When people are asked to describe the perfect person, they usually pick the best traits of several people to mash together. Me? I would choose just Kristin Kreuk, plain and simple. I absolutely adore her. She is perfect in just about every way (except she’s about five years older than me
). Everyone else is just meh. Perhaps I’m setting my standards a bit high…
I don’t care what anyone says, I’m going to watch the Sex and the City movie. (via emilyposts)
Lately I have noticed my favorite television shows have got even better.
The Office season finale, Goodbye, Toby, is probably the most genius episode of The Office ever written. It has more plot developments and surprises than the entire first season of The Office, which was amazing enough on its own. How the writers managed to pull of at least three plot twists (that I can remember off the top of my head)—each which are capable of being the episode’s cliffhanger—is honestly beyond me. I won’t spoil the surprise for anyone who hasn’t seen it yet, but suffice it to say this episode definitely in the running for having the best writing I’ve ever seen on television.
The penultimate episode of this season’s House, House’s Head, is also another masterfully written episode. The usual medical mystery and ensuing drama of typical episodes of House are entertaining and well written enough to garner much praise, but this episode just blows the other episodes away. Just how different the cold open is will be enough for one to understand that this is no typical hour of House. House awakens to a full-fledged lapdance in a strip club with no recollection of what happened in the last eight hours or so. He leaves the club to find a crashed, overturned bus with rescue workers running around. He vaguely recalls being on the bus and noticing a life-threatening condition on somebody, but can’t recall who. If that last sentence confused you, good: you’re all set up to watch the most amazing episode of House you’ll ever see.

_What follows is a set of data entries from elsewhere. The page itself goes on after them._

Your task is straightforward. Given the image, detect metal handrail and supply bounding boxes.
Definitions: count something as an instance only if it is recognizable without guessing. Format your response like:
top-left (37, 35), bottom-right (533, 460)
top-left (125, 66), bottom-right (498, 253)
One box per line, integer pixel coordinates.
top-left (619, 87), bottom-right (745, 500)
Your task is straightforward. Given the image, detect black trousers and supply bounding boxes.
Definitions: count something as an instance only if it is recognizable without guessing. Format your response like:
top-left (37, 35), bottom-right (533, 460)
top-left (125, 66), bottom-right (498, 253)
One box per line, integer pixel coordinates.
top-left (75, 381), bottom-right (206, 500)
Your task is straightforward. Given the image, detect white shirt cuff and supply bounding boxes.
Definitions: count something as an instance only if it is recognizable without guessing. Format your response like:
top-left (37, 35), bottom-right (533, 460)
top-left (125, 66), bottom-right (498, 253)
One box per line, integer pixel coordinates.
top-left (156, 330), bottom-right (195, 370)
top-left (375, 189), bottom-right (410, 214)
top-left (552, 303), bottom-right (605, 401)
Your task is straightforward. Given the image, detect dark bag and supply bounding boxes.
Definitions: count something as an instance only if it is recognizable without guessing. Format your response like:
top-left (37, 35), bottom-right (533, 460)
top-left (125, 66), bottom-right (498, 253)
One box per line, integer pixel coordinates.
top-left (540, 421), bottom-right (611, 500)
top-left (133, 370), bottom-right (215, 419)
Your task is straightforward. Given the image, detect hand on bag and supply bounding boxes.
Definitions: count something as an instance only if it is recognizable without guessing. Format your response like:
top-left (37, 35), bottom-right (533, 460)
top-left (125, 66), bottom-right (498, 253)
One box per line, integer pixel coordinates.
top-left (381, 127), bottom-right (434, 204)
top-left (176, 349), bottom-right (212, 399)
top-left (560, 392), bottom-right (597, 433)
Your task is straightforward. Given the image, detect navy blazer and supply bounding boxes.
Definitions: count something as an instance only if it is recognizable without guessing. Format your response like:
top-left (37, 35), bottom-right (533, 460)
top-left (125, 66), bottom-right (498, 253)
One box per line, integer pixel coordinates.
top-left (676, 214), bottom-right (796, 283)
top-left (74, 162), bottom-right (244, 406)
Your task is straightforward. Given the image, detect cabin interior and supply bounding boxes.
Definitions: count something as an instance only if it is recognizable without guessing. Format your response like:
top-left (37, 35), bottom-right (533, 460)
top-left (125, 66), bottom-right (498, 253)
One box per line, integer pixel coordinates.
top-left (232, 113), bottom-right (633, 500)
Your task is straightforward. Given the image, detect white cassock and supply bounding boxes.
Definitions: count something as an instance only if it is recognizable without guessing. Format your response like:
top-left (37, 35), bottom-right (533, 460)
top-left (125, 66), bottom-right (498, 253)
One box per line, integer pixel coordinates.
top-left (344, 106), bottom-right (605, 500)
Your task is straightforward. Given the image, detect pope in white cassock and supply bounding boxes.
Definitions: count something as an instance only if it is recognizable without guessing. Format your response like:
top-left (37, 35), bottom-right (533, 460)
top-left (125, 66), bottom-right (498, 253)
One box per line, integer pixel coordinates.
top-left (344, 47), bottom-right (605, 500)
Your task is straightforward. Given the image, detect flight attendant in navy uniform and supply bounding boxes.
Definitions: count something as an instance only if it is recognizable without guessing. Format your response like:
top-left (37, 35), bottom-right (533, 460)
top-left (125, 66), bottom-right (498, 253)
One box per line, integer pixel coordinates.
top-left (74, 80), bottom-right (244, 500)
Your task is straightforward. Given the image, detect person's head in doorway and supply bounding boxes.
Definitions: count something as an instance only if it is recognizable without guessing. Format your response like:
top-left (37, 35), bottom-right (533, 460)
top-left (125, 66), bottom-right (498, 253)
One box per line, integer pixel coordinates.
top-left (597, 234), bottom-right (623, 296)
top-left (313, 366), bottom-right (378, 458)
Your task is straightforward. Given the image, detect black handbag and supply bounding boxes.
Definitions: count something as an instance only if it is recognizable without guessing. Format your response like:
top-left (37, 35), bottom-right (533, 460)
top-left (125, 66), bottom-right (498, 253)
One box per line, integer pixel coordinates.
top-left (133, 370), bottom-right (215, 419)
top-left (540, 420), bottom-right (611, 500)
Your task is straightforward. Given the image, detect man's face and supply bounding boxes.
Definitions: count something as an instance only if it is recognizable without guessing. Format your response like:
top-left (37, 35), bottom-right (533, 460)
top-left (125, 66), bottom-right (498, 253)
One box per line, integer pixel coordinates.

Reaper’s last few episodes have all had much tighter writing and more cohesive plots than previous episodes. Earlier episodes had noticeable plot-holes, which is normal for a rookie show with (what I believe to be) a low budget. But with whisperings of cancellation coming down from the Mothership, Reaper writers seem to really have gotten their collective minds together and wrote several spectacular episodes. Andi and Sam’s romance really picks up and the episode where Sam reveals his reaper job to Andi is believable yet still perfectly hilarious and cute at the same time. We finally finds out the meaning behind Sam’s dad’s mysterious ripping of pages from the Devil’s huge book of Sam’s contract, and also find out something important about Sam himself.

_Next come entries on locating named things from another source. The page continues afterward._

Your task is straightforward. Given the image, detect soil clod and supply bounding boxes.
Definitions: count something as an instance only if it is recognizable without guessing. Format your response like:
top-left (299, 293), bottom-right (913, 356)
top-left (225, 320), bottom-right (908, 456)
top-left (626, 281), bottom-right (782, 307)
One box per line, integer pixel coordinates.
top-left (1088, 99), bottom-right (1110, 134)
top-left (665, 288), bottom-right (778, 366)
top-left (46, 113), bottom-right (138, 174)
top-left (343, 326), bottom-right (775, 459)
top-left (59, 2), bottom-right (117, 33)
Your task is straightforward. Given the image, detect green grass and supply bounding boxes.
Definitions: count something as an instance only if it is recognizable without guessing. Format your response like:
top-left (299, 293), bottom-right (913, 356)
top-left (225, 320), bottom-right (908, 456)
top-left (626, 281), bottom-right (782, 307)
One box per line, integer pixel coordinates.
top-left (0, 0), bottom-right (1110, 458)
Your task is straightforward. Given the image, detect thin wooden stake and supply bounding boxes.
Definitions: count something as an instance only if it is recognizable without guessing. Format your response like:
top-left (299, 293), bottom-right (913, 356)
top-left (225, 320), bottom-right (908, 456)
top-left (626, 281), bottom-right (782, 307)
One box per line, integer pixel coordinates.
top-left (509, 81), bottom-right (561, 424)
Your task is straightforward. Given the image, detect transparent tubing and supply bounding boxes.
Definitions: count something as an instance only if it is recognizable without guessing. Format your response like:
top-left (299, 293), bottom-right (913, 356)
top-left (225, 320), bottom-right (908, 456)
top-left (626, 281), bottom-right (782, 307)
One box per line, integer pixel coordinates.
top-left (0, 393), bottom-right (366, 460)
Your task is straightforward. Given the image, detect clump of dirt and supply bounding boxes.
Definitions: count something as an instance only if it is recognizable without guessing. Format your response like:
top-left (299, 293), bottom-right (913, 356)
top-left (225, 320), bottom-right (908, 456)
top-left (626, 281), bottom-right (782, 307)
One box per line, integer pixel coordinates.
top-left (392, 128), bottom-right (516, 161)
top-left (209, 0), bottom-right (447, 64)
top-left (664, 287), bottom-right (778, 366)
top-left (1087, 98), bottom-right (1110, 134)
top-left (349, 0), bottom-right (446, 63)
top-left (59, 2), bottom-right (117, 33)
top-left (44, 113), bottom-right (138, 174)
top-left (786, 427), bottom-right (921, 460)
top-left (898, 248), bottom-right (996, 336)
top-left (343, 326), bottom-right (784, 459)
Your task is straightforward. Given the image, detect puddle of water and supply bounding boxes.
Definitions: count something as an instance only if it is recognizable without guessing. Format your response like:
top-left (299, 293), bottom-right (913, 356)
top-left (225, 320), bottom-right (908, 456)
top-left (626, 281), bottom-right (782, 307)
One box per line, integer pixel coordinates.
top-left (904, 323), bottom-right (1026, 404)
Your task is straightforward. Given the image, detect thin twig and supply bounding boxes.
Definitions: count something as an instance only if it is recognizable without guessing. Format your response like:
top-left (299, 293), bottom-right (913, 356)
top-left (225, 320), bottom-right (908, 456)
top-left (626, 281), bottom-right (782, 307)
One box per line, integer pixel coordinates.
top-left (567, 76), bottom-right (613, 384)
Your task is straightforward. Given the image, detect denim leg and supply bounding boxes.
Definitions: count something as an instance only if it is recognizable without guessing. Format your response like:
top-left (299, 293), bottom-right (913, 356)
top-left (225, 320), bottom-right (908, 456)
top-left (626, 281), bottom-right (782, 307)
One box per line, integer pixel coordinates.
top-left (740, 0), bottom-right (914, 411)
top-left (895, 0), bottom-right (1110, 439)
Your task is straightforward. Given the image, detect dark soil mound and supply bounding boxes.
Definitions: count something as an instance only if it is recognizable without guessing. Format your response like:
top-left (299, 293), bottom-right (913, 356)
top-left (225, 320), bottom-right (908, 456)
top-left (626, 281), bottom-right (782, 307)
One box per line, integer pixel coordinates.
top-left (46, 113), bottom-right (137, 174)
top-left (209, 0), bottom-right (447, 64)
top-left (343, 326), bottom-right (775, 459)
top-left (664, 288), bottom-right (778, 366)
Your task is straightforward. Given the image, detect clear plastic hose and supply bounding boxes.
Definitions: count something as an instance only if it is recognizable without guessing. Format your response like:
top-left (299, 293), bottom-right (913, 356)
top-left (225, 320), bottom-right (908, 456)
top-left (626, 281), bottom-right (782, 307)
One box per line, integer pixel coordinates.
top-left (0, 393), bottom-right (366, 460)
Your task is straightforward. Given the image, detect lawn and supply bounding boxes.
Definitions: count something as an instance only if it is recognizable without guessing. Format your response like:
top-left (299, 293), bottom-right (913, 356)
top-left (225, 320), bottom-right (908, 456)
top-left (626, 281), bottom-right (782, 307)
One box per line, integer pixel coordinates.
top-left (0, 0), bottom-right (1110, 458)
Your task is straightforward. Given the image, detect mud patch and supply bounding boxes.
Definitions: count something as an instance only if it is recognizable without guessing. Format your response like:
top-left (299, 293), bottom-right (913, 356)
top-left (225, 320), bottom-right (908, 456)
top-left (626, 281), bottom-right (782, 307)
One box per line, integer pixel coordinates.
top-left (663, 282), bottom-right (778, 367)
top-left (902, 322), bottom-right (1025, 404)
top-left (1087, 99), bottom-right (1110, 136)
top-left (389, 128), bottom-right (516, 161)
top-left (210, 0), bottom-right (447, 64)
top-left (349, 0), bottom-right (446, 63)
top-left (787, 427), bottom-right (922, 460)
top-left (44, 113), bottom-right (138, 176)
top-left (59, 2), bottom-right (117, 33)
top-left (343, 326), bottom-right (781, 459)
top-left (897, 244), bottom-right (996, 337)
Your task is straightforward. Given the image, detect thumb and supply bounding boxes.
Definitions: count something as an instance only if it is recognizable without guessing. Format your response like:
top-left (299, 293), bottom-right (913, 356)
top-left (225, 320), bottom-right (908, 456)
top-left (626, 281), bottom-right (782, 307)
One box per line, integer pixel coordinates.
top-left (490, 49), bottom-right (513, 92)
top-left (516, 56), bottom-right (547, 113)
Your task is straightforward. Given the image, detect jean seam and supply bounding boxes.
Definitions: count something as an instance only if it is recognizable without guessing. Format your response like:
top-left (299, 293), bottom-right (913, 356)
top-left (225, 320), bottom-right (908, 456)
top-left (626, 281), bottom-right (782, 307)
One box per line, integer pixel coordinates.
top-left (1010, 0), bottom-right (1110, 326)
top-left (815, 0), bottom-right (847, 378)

Another great show I just picked up is The Big Bang Theory. Fine, this show doesn’t qualify for my aforementioned thesis but it’s a great new show all the same. Straight from TV.com, The Big Bang Theory is “a sitcom that shows what happens when hyperintelligent roommates/physicists Sheldon and Leonard meet Penny, a beautiful woman moving in next door—and realize they know next to nothing about life outside of the lab.” Although most of their physics and math jokes will fly completely over a good number of our heads, trust me, it’s a great show with some terrific writing. Thanks to Hoyin for recommending it to me.
I don’t know what they’re feeding the writers, but it’s definitely helping!
I read a lot of tumblelogs and can’t help but notice how often bloggers mention their significant others in their posts, and always in a loving way. Call me sappy, but I think that’s the cutest thing in the world. It’s like the online equivalent of a happy couple holding hands and giving each other little kisses as they walk. Is everyone really as happy as they seem to be? Someone tell me the secret to being this happy.